La Ciudad
A veces siento, sí, que la ciudad me mata,
que me asfixia entre su asfalto, sus neumáticos y sus humos,
sus ires y venires transitados, sus distancias kilométricas,
que me oprime tanto muro y los graffitis escandalosos,
que los perros callejeros y los restos de las esquinas me invaden;
que los hombres y mujeres desarrapados, vagos sin fortuna del mundo,
los niños que gastan sus soles tiernos mendigando unos panes:
que todo aquello es demasiado para una sola tarde.
Otros días me pierdo en las calles a paso de paloma titubeante
miro las fachadas derruidas con sus arrugas hechas de grietas
y sus várices de tiempo hechas ramas que les cruzan la cara y las ventanas,
que les rompen los cimientos: me fascino.
Ando entre hormigueros de gente y no me canso,
me dejo contagiar de sus risas estruendosas y sus olores a comida.
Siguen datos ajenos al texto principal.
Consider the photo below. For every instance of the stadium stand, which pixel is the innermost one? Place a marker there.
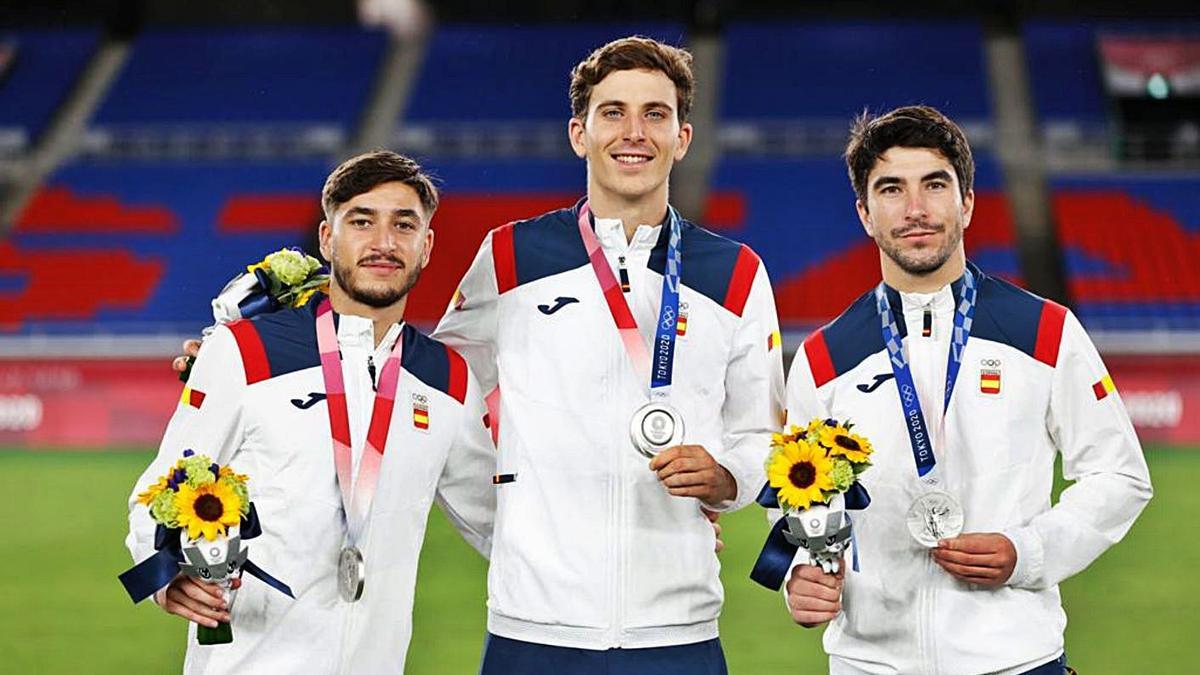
(799, 216)
(228, 84)
(37, 69)
(875, 65)
(1129, 246)
(142, 248)
(489, 73)
(798, 205)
Veo el atardecer de domingo en un horizonte de globos y luces,
me llega de algún sitio remoto la música alegre.
Es así que la ciudad existe,
con sus puntos de éxtasis y sus pequeñas muertes.
Como sacada de un agujero triste, se me aparece la hora de vuelta a casa
Y se viste todo del color ausente que toman las cosas cuando se acaban.